2nd Order Circuits

Related concepts: Capacitors, Inductors, Waves

A second order circuit contains a resistor and two energy storing devices, namely capacitors, and/or inductors (or vice-versa). Performing Kirchhoff’s Voltage Law (KVL), taking the derivative, and dividing by L gives us the 2nd order differential equation

$$\frac{d^{2}i}{d{t}^2}+\frac{R}{L}\frac{di}{dt}+\frac{1}{LC}=0$$

This gives us the relationship

$$\begin{array}{rlrlr}{i}_r=\frac{v}{r}& & \frac{d{i}_L}{dt}=\frac{v_L}{L}& & i_C=C\frac{dv}{dt}\end{array}$$

Strategy to Solving

Look for the values of the following

1. $i(t=0^{-})$ and $v(t=0^{-})$
2. $i(t=0^{+})$ and $v(t=0^{+})$
3. $\frac{di}{dt}(t=0^{+})$ and $\frac{dv}{dt}(t=0^{+})$
4. $i_L(t\to \infty )$ and $v_C(t\to \infty )$

Usually, the values for 1. and 2. are the same because the voltage across the capacitor and the current through an inductor cannot change instantaneously.

To find the rate of change of the current through an inductor with respect to time

$$\frac{d{i}_L}{dt}=\frac{v_L}{L}$$

To find the rate of change of the voltage across a capacitor with respect to time

$$\frac{d{v}_C}{dt}=\frac{i_C}{C}$$

Source Free RCL Circuit and KVL

When we are solving a source free RCL circuit, we assume that the there are initial conditions for the capacitor and/or the inductor (or vice-versa) to generate the circuit’s current flow.

The amount of energy stored in a capacitor depends on the amount of charge collected by the capacitor, whereas the amount of energy stored in an inductor depends on the amount of current flowing through it. As a result, when there is maximum current through the inductor, there will be no charge in the capacitor. If, however, there is maximum charge in the capacitor, then there will be no current flowing through the inductor.

• Maximum energy in the inductor → no energy in the capacitor
• Maximum energy in the capacitor → no energy in the inductor

The resistor in the circuit dissipates the circuit’s remaining energy.
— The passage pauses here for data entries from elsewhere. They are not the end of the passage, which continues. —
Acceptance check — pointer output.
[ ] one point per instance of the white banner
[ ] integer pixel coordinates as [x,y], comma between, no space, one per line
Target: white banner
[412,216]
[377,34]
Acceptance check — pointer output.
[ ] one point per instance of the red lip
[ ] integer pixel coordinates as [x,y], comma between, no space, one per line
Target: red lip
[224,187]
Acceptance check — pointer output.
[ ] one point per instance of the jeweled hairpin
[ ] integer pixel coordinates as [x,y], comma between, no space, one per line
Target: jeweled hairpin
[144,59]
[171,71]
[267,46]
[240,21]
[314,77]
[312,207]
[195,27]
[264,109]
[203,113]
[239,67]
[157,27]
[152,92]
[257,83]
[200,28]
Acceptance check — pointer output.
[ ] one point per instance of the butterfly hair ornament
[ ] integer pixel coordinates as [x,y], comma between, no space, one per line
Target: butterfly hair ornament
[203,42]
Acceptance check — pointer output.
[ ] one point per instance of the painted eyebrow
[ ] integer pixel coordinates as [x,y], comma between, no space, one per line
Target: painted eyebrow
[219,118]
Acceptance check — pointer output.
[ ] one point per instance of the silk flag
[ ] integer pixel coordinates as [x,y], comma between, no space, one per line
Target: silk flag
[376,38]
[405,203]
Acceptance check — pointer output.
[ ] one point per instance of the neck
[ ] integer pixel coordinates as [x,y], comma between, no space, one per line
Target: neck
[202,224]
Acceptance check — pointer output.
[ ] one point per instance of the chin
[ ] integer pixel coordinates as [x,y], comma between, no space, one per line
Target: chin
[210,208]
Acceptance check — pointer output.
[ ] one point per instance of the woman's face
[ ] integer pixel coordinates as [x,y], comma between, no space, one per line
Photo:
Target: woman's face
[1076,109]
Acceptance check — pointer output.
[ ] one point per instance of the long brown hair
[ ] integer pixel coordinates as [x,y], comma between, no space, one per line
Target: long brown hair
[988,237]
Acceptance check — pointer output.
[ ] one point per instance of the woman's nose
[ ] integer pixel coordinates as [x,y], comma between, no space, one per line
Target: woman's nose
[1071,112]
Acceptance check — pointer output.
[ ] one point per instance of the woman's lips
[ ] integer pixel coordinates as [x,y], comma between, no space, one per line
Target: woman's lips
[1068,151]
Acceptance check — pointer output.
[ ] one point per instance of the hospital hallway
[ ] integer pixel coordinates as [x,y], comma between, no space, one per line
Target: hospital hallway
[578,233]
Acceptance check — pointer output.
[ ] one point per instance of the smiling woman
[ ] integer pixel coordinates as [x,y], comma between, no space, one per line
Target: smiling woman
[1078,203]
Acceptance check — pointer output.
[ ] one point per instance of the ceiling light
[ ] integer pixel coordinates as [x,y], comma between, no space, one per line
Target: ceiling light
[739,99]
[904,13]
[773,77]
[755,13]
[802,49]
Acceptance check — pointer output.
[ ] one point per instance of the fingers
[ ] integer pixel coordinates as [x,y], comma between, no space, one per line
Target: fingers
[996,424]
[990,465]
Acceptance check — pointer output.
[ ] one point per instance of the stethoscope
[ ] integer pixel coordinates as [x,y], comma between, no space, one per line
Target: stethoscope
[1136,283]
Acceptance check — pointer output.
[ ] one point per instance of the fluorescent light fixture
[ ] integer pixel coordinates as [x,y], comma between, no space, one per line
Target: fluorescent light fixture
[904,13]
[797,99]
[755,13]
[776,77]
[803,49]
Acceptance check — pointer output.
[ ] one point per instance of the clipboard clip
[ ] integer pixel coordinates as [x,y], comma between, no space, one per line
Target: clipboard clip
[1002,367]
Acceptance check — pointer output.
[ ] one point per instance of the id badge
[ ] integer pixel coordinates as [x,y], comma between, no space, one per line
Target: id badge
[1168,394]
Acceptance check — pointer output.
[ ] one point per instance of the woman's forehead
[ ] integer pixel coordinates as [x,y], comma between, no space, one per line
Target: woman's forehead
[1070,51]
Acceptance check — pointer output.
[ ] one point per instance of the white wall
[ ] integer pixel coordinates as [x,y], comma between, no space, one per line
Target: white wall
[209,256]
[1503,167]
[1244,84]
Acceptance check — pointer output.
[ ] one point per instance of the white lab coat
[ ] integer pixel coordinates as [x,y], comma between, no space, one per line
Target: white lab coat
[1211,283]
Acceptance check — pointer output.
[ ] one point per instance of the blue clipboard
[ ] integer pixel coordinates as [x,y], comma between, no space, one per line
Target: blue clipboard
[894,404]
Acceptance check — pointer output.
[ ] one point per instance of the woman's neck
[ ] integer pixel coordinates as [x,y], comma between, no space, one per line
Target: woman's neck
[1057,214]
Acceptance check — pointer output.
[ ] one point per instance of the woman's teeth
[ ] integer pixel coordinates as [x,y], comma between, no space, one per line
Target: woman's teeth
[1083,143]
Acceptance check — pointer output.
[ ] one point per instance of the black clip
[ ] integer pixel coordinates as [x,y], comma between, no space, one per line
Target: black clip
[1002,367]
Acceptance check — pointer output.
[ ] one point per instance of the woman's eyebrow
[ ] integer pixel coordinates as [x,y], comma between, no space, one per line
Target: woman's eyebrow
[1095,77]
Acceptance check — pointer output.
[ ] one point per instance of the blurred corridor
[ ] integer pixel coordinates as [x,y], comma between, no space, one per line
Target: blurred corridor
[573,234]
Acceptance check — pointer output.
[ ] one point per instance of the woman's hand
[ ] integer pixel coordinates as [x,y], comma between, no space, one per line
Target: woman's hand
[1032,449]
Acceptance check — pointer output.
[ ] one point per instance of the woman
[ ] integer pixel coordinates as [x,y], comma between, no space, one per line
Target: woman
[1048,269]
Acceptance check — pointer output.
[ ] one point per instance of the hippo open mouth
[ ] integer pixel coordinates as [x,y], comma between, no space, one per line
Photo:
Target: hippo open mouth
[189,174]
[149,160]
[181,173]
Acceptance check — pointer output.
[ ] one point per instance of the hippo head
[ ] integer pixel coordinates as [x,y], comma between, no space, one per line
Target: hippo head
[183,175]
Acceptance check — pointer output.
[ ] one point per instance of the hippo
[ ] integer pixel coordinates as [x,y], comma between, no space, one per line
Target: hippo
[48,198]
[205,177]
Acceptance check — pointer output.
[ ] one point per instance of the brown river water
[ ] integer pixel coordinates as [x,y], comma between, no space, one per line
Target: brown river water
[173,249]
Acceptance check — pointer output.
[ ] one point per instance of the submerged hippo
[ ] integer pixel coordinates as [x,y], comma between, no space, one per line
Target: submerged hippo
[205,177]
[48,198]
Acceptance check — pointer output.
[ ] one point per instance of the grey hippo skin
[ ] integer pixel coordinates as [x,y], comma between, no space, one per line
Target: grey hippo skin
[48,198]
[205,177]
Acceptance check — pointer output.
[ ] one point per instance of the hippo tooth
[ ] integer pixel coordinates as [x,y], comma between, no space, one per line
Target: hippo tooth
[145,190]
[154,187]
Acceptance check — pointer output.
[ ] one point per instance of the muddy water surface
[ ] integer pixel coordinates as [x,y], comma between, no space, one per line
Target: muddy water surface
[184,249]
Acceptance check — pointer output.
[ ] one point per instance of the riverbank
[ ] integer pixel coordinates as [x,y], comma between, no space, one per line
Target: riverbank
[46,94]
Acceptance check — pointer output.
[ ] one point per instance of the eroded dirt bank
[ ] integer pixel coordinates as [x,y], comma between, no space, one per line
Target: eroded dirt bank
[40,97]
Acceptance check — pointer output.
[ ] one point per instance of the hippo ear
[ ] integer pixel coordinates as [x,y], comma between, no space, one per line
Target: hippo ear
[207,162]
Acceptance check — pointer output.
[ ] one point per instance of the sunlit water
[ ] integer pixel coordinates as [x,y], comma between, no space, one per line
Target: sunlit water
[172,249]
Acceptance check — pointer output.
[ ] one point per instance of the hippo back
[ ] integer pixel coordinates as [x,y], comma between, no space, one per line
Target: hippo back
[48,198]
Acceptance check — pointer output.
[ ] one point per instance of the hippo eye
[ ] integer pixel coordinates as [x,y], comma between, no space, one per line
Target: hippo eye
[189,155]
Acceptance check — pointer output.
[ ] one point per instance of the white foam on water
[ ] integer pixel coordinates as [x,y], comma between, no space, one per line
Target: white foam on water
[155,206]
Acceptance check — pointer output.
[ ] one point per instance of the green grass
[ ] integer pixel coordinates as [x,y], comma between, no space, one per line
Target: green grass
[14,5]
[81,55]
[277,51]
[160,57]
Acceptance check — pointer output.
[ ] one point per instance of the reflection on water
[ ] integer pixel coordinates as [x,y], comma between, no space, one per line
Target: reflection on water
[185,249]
What happens in the circuit dictates the voltage polarity of each component:

• The direction of the current influences the resistor’s polarity
• The charge on the capacitor influences it’s polarity
• The rate of change of the current influences the inductor’s polarity

Using KVL we can derive the equation for solving source free RCL circuits

$$-iR-L\frac{di}{dt}-\frac{1}{C}{\int }_0^{t}idt=0$$

or

$$iR+L\frac{di}{dt}+\frac{1}{C}{\int }_0^{t}idt=0$$

Solving Source-free RCL Circuits

Because we want to convert this equation

$$\frac{d^{2}i}{d{t}^2}+\frac{R}{L}\frac{di}{dt}+\frac{1}{LC}i=0$$

to

$$i(t)=A{e}^{st}$$

We transform each part and get an equation that is dependent on $s$; therefore, $s$ is its characteristic equation

$$s=-\frac{R}{2L}\pm \sqrt{{\left(\frac{R}{2L}\right)}^2-\frac{1}{LC}}$$

If we let $\alpha =\frac{R}{2L}$ (the damping factor)¹ and ${\omega }_0=\frac{1}{\sqrt{LC}}$ (natural frequency of the circuit),² then we can simplify the characteristic equation into

$$s=-\alpha \pm \sqrt{{\alpha }^2-{\omega }_0^2}$$

There are three possible cases/solutions based on the previously shown equation’s discriminant:

1. overdamping;
   • ${\alpha }^2>{\omega }_0^2$
2. critical damping; and
   • ${\alpha }^2={\omega }_0^2$
3. underdamping
   • ${\alpha }^2<{\omega }_0^2$
   • Solution:

NOTE

• ${\omega }_d=\sqrt{{\omega }_0^2-{\alpha }^2}$
  • The oscillations are slower because it assumes that there is resistance, unlike ${\omega }_o$
  • also known as the damped natural frequency

Helpful Formula for Solving

$\frac{di(0)}{dt}=-\frac{1}{L}(R{I}_0+V_0)$

Overdamping

Overdamping is the case where the damping factor $\alpha$ is greater than the natural frequency ${\omega }_0$. In this case, we will have two solutions to our characteristic equation, $s_1$ and $s_2$; as a result, our general equation will be

$$i(t)=A_1{e}^{s_{1}t}+A_2{e}^{s_{2}t}$$

TIP

$s_1$ and $s_2$ should both always be negative and real values

The constants $A_1$ and $A_2$ can be solved using the initial conditions of the current and its change

This case entails that the current $i(t)$ will never reach the $A{e}^{-\alpha t}$ curve until time goes to infinity

Critical Damping

Critical damping occurs when the damping factor $\alpha$ is equal to the natural frequency ${\omega }_0$, where the current curve intersects with the $A{e}^{-\alpha t}$ curve at its maximum point and comes closer together as time approaches infinity.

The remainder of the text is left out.